On ferme les yeux et on brise le bâton délicat. Inspiration. Immanquablement, les souvenirs abondent… Celui de la tarte aux pommes à peine sortie du four ou de la jatte de riz au lait qui attend l’heure du goûter. Puis le vin chaud, dont les effluves réchauffent les frissonnants retours de ski. La joyeuse fabrication des étoiles de Noël… On ouvre les yeux. Retour à la réalité. Loin des montagnes et des frimas, le paysage n’a plus rien à voir avec nos songes de feux de cheminée. Ici, dans la chaleur moite, c’est le vert dans toutes ses nuances.
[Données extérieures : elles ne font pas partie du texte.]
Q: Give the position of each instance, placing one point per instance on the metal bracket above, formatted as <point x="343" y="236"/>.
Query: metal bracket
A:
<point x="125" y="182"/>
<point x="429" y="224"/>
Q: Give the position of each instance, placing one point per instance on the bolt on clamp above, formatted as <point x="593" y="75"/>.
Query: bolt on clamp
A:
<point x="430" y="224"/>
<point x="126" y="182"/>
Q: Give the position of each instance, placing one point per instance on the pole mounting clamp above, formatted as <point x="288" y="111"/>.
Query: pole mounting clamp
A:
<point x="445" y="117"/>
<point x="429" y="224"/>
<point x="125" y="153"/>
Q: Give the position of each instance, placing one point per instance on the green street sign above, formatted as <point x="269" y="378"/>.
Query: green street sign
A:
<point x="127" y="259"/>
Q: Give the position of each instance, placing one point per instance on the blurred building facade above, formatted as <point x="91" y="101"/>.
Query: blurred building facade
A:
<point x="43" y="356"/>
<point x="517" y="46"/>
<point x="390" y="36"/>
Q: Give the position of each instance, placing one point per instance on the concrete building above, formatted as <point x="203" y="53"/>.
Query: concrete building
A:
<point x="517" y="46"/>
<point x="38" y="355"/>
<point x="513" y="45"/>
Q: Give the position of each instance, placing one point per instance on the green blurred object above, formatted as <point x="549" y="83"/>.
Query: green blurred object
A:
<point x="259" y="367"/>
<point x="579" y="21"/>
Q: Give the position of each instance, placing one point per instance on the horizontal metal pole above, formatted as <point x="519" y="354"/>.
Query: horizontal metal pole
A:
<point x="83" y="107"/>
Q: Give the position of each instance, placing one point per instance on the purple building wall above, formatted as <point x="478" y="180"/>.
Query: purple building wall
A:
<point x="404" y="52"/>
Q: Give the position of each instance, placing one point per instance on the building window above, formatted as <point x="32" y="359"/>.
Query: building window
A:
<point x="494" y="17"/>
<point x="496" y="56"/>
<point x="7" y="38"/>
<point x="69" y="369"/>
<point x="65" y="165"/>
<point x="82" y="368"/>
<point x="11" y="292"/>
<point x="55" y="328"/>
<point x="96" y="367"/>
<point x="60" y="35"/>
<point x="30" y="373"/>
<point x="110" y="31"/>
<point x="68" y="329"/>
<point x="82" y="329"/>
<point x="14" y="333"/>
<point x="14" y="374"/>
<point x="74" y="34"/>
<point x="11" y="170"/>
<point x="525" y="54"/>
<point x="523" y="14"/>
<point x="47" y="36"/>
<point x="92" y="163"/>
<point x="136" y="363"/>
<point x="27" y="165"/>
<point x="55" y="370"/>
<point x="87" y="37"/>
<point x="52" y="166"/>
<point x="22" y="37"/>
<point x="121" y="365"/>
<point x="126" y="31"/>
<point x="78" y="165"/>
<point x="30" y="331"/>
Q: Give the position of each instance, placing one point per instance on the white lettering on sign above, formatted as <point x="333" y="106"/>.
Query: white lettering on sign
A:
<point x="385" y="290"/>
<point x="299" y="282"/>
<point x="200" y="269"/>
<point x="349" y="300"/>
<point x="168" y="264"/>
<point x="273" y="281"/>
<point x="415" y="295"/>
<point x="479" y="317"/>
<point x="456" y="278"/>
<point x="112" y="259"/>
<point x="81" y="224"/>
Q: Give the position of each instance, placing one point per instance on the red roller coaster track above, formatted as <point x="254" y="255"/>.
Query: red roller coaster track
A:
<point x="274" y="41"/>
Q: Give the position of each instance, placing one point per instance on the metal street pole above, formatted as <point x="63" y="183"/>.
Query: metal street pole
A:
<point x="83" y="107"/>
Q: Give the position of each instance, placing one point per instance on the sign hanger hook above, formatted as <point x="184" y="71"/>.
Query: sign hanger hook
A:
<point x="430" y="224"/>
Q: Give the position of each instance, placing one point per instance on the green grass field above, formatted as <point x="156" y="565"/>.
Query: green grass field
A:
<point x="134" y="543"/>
Seules les cimes échevelées des cocotiers se détachent sur le ciel bleu. A plus de 8000 kilomètres de la Suisse et à une poignée au sud de l’Inde, il aura suffi d’une respiration pour provoquer la réminiscence, et nous embarquer pour un voyage sensoriel express. Comme une preuve supplémentaire de la puissance évocatrice des odeurs.
Aujourd’hui, c’est sur l’île de Balapitiya, au sud-ouest du Sri Lanka, à deux heures de route de Colombo, que nous embarque Chanaka Da Silva, propriétaire de la plantation familiale de cannelle de Mirala Duwa. Pour parvenir jusqu’ici et tout y apprendre de cette épice, c’est une aventure. D’abord, il a fallu survoler des continents et un océan. Puis se résoudre à quitter Nil Manel, la délicieuse maison d’hôtes que Chanaka a créée avec son épouse française Monique, dans l’ancienne bâtisse familiale du village côtier d’Ahungalla. Après quelques kilomètres à se faufiler dans la circulation locale, entre bus vrombissants et tuk-tuks omniprésents, c’est en bateau que le périple continue. Là, au milieu de la lagune de Madu Ganda, réserve naturelle de plus de 1700 hectares, se cache l’île de Chanaka, protégée par l’une des dernières mangroves originelles. Dans ce paysage fait d’eau douce et d’eau salée mêlées selon le rythme des marées, la nature est reine. Luxuriante et enivrante, bien que peu hospitalière. Sous notre embarcation, poissons, crocodiles et serpents pullulent, paraît-il. Sur les racines des palétuviers sèchent quelques varans endormis. Profitant du trajet, Chanaka, à la barre, raconte: «Cette plantation est dans la famille depuis mon arrière-grand-père. Personnellement, je n’ai pas immédiatement été intéressé à la reprendre, je savais que c’était difficile. J’ai toujours rêvé d’être cuisinier, ce que j’ai fini par faire.» L’homme a d’ailleurs travaillé à l’hôtel Richemond, à Genève, où il a rencontré son épouse, Monique. Originaire de la Haute-Savoie, elle y était aussi employée. C’est à travers la cuisine que le chef est tombé amoureux de l’épice. Il a fini par rentrer au pays pour reprendre la plantation en 2002.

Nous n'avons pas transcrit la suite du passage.